Speakers
Dr Sikandra Kurdi
Associate Research Fellow, IFPRI
Biography:
Dr. Sikandra Kurdi is an Associate Research Fellow at the International Food Policy Research Institute (IFPRI), based in Cairo, Egypt. Her research interests are child nutrition, the role of credit in rural food markets, and social protection programs. She is currently working on the evaluation of Egypt’s national conditional cash transfer program “Takaful and Karama” and a pilot conditional cash transfer program in Yemen. Sikandra Kurdi received a PhD in Agricultural and Resource Economics from University of California, Berkeley.
"Using impact evaluations for improving development policies and programs examples from IFPRI"

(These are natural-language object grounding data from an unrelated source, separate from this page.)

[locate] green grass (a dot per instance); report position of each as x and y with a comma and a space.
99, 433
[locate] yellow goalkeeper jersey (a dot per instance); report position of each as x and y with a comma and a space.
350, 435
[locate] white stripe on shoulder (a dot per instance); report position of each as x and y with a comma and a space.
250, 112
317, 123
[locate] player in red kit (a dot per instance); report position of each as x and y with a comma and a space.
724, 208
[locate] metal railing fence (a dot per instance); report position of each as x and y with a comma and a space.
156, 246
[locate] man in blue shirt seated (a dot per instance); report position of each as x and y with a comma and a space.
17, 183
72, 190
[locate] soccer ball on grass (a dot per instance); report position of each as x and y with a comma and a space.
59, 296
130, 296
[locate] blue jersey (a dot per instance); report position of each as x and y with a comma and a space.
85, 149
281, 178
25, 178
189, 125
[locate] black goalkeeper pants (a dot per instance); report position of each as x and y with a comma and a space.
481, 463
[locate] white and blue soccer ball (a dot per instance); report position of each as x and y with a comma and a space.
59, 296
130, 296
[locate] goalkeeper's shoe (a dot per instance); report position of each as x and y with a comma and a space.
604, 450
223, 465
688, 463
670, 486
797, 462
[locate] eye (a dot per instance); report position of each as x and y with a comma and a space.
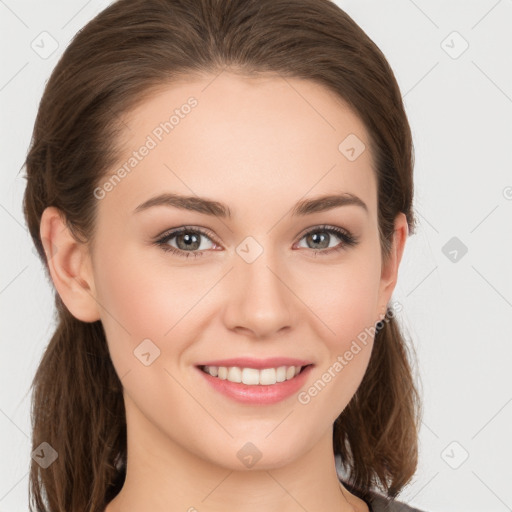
188, 241
321, 238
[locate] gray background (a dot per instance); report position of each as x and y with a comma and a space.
456, 306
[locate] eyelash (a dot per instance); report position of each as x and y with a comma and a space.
348, 240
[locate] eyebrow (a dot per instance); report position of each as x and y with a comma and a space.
217, 209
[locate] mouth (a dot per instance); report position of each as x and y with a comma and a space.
254, 376
271, 382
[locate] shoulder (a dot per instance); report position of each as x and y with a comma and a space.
380, 503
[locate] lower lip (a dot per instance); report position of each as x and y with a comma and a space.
258, 394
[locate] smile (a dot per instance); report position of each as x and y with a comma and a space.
253, 376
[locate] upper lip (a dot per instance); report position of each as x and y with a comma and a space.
248, 362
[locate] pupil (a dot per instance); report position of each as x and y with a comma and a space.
318, 239
189, 240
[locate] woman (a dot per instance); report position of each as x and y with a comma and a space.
221, 192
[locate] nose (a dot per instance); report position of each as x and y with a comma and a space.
260, 302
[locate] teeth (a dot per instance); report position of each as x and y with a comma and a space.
252, 376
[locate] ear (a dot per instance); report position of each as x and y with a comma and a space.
70, 266
389, 271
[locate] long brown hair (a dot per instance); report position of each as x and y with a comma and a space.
113, 64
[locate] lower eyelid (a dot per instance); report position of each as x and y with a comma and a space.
345, 237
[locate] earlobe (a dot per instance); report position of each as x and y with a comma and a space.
69, 265
390, 267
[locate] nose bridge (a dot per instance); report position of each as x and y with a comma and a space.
260, 301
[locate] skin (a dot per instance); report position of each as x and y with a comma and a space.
258, 145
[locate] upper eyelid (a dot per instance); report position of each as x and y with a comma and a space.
171, 233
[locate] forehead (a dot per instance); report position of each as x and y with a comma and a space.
234, 138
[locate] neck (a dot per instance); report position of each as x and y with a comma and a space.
164, 476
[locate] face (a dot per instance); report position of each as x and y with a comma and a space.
254, 281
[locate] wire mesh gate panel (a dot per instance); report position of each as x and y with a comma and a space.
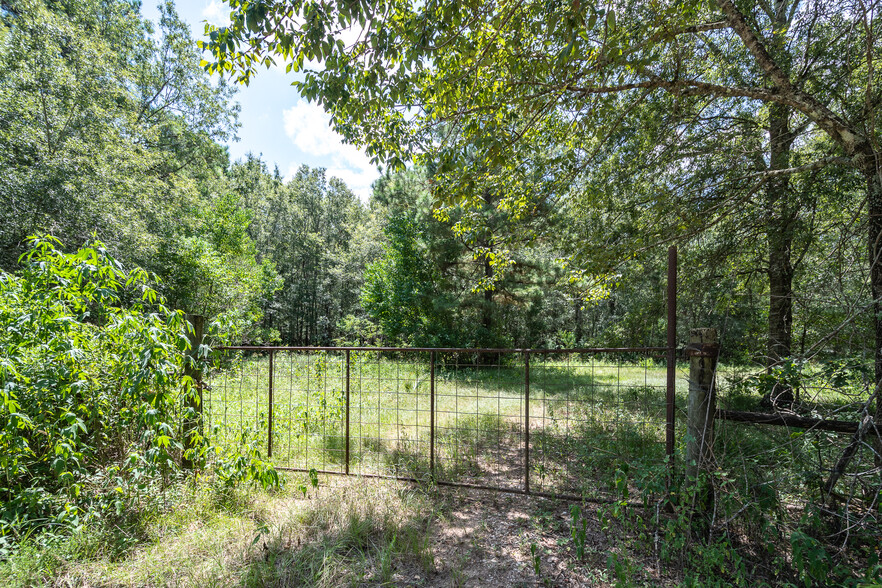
546, 422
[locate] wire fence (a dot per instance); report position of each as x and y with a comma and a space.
555, 422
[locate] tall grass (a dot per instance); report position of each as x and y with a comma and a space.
587, 413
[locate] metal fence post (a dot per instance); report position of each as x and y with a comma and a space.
527, 422
269, 433
432, 414
192, 426
347, 412
670, 396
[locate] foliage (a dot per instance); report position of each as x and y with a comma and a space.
104, 127
399, 293
94, 396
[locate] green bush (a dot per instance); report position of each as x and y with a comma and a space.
93, 392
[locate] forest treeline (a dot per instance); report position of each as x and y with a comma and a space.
113, 129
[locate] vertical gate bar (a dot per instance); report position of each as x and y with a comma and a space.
269, 435
347, 412
527, 422
432, 414
671, 355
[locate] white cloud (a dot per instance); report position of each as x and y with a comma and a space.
216, 13
307, 125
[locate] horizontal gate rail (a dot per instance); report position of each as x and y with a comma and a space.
542, 422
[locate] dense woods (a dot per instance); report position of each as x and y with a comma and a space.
539, 158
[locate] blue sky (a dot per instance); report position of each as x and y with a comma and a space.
276, 121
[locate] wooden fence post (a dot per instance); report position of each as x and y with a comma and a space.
702, 350
192, 425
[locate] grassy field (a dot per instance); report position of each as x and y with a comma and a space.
596, 428
587, 413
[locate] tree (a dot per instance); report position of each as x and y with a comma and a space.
103, 128
517, 81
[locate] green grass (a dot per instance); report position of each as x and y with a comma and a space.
341, 535
587, 415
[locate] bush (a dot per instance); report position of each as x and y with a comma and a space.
93, 392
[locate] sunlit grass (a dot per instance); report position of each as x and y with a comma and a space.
583, 411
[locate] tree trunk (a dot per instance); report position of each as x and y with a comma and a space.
873, 176
780, 228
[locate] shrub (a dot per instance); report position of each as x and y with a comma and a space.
92, 392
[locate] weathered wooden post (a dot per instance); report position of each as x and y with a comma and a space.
703, 350
193, 422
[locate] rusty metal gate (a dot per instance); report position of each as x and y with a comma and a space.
536, 421
516, 420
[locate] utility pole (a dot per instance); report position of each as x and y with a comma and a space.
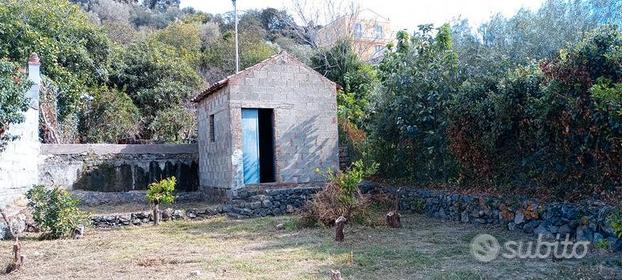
237, 48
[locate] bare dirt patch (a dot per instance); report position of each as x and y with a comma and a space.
220, 248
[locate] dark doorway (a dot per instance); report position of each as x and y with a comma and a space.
266, 146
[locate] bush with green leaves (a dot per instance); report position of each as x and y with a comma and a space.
358, 79
418, 78
340, 196
73, 50
55, 211
174, 125
112, 117
615, 220
13, 87
160, 192
154, 76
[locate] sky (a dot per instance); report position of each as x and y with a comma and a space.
404, 14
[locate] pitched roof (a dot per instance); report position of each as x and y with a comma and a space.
282, 55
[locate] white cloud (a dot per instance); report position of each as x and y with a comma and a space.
403, 14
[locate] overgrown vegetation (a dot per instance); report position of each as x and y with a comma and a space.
615, 220
505, 107
340, 197
55, 211
158, 193
13, 85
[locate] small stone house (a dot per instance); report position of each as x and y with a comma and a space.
272, 123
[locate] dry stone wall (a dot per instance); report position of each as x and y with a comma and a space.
118, 168
588, 220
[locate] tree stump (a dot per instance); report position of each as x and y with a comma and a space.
18, 259
340, 223
393, 219
335, 275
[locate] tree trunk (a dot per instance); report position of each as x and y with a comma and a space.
335, 275
156, 214
393, 219
340, 223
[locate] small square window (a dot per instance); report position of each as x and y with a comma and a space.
378, 31
212, 133
358, 30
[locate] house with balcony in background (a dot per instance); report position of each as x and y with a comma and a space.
369, 32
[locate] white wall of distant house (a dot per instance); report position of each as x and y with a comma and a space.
404, 14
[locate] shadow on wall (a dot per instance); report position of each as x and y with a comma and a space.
301, 152
128, 176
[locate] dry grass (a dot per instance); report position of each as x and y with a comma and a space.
220, 248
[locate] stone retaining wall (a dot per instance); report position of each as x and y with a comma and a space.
118, 168
146, 217
583, 221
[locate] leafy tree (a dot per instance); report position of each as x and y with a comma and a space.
358, 79
220, 55
184, 38
55, 211
154, 76
74, 51
160, 192
174, 125
111, 118
418, 79
13, 86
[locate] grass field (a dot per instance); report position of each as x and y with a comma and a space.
221, 248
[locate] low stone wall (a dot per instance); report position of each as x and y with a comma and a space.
118, 168
146, 217
583, 221
259, 202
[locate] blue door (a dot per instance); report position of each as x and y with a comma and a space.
250, 145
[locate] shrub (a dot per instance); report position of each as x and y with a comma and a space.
112, 118
12, 101
173, 125
340, 197
602, 244
160, 192
616, 223
55, 211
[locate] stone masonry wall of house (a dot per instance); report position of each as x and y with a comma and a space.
215, 156
118, 168
305, 118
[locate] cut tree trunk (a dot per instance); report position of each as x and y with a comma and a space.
335, 275
156, 214
340, 223
393, 219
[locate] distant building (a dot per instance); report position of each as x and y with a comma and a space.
368, 31
272, 123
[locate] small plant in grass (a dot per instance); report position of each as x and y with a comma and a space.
340, 196
602, 244
160, 192
18, 258
55, 211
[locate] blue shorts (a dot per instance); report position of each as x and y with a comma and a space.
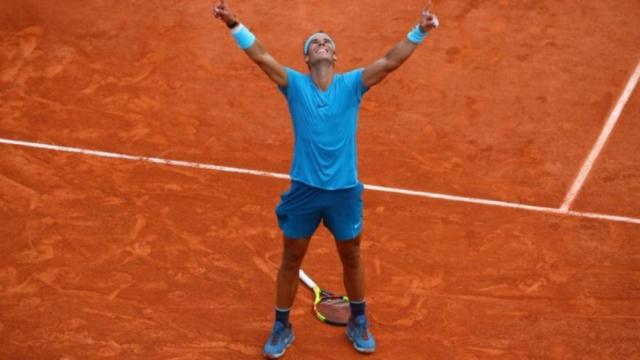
303, 207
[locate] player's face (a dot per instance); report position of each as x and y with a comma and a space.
321, 48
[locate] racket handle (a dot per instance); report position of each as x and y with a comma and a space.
306, 279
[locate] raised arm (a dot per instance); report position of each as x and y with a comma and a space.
379, 69
251, 46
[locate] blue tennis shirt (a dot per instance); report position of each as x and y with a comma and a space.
324, 127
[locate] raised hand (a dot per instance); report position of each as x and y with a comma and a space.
428, 21
221, 11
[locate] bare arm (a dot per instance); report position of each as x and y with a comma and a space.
379, 69
256, 52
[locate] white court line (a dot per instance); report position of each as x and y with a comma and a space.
602, 139
424, 194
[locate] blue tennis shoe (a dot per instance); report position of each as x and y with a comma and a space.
359, 334
280, 339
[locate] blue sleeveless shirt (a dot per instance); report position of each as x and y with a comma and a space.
324, 126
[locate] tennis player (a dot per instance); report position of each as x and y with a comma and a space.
324, 107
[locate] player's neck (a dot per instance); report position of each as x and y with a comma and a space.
322, 74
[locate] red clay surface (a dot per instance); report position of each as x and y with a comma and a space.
110, 258
614, 186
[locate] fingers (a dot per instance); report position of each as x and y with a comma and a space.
426, 8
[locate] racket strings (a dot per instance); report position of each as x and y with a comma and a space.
334, 309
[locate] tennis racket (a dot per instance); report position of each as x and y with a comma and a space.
329, 308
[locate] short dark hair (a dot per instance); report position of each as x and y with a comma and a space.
304, 43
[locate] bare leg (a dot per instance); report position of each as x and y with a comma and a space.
287, 283
353, 270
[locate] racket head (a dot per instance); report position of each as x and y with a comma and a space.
332, 309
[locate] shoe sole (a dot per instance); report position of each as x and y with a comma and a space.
277, 356
359, 349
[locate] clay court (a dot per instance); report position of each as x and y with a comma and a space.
502, 164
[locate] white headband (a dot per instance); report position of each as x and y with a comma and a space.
308, 41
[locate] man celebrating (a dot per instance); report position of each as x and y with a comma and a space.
324, 109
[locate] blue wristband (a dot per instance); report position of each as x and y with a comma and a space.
243, 37
416, 36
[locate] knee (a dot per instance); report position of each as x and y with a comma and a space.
351, 257
292, 259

Impact evaluation attempts to rigorously separate out the difference in well-being caused by specific interventions from differences caused by other factors. It is usually not correct to simply compare outcomes for beneficiaries to non-beneficiaries, because most interventions are directed towards the people who will benefit the most, so beneficiaries are different from non-beneficiaries even before the intervention starts. Using IFPRI’s ongoing examples of impact evaluations we discuss different strategies that can be used to identify the effect of interventions. As a first example, we discuss the evaluation of the Takaful and Karama cash transfer program which relies on a strategy for impact evaluation known as a regression discontinuity (RD) design. RD designs can be used for impact evaluation of interventions that have strictly defined criteria for program participation. The second example is the evaluation of the Food Security and Agribusiness (FAS) project funded by USAID which relies on a matching approach. Matching is a statistical technique that uses observable characteristics to artificially construct a non-beneficiary group that can be used to infer interventions’ effects.